Letouzé is a political cartoonist under the pen name "Manu", publishing in France and the US. He was the editorial cartoonist of the French regional daily newspaper L'Union de Reims from 1997 to 2004, publishing over 350 cartoons. He has also contributed political cartoons to the weekly magazine Politis, the news website Rue89, and the satirical website Stuff Expat Aid Workers Like. He held a solo exhibition at The Invisible Dog Art Center in New York in 2011, and became an appointed member of the Cartoon Movement in 2012.

In 2011, he took part in the response to the first attack against Charlie Hebdo's offices and provided cartoons in support of the campaign for marriage equality in France.
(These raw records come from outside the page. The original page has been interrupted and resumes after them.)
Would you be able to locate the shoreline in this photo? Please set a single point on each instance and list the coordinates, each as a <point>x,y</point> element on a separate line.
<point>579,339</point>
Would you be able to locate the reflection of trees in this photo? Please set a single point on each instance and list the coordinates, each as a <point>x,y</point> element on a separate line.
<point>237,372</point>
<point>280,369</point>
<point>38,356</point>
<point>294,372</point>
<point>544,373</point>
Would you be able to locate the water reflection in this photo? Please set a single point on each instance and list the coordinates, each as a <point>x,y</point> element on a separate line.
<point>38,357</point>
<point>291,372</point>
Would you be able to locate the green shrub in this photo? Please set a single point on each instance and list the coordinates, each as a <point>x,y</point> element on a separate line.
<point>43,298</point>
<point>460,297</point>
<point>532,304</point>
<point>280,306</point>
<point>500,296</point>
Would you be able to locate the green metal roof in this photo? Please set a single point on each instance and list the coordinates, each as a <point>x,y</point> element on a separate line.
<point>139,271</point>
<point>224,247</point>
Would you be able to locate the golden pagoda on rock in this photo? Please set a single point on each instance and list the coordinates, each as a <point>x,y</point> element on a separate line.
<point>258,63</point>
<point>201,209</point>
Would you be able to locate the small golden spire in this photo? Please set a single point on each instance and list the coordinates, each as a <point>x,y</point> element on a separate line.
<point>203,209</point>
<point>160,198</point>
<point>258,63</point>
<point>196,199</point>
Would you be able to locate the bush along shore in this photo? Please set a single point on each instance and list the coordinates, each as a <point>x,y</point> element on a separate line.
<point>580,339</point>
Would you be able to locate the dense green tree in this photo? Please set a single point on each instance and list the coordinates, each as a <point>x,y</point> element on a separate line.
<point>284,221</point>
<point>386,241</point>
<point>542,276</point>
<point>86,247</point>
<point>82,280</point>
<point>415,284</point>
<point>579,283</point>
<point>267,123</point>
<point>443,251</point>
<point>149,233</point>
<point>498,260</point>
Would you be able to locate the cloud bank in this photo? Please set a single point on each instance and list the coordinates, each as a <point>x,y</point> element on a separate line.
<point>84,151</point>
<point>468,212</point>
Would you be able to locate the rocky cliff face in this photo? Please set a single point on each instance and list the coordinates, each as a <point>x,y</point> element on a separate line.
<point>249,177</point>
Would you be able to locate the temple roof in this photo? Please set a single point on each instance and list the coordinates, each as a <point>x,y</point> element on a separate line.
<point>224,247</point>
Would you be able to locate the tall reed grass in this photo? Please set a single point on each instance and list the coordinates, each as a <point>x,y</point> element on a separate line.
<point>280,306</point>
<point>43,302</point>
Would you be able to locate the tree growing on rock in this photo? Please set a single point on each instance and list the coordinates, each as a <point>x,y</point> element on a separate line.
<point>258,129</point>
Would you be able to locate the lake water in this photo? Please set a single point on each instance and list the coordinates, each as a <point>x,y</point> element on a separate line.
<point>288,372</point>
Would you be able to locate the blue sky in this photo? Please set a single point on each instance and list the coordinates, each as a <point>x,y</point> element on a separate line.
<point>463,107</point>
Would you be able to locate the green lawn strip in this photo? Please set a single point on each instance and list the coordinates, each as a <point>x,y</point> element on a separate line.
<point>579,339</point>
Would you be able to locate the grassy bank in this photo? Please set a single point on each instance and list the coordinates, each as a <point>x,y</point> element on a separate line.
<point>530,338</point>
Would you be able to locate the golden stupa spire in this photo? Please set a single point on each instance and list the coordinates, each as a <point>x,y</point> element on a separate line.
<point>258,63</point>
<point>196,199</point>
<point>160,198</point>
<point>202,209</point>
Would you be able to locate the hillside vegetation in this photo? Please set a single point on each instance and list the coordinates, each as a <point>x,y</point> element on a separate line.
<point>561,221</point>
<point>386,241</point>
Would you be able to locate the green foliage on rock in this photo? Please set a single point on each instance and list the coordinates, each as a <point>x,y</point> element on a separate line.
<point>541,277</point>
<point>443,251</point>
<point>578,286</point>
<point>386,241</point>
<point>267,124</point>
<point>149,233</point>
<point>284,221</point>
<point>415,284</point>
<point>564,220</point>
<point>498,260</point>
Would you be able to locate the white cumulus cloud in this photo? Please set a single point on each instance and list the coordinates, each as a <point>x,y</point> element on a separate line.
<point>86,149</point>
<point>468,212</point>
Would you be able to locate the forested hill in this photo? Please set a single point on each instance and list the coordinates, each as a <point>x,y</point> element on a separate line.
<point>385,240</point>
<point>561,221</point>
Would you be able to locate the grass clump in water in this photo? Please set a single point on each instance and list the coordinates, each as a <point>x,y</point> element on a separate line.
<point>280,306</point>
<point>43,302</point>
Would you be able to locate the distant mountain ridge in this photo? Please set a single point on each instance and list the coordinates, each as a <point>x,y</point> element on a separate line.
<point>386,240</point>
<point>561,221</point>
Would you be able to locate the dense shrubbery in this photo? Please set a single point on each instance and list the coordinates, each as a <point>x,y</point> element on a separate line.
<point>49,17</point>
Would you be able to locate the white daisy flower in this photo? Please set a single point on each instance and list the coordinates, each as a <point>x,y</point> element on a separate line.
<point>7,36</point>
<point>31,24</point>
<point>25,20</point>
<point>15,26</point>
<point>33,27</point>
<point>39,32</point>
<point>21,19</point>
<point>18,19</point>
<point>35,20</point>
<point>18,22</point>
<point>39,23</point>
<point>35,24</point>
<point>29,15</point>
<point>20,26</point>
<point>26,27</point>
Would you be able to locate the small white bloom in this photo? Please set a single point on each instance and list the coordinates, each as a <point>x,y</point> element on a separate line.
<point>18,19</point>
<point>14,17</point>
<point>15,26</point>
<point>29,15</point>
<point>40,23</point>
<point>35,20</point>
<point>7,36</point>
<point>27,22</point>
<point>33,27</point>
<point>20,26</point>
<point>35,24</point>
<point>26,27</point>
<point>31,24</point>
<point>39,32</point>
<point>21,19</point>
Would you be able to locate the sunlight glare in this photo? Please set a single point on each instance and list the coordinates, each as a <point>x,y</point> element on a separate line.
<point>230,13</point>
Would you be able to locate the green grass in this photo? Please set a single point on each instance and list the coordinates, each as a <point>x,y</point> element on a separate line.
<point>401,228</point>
In January 2015, in the wake of the 2015 Charlie Hebdo shooting, he published a tribute to the Charlie Hebdo cartoonists entitled "They Killed My Idols" in The Nib. Further, in February 2015, he participated in a debate organized by PEN America, the French Institute Alliance Française (FIAF), and the National Coalition Against Censorship (NCAC) on "After Charlie: What's next for art, satire, and censorship?" at FIAF with Art Spiegleman, Molly Crabapple and Francoise Mouly.

He has provided cartoons and illustrations for the International Peace Institute's Management Handbook for UN Peacekeeping missions.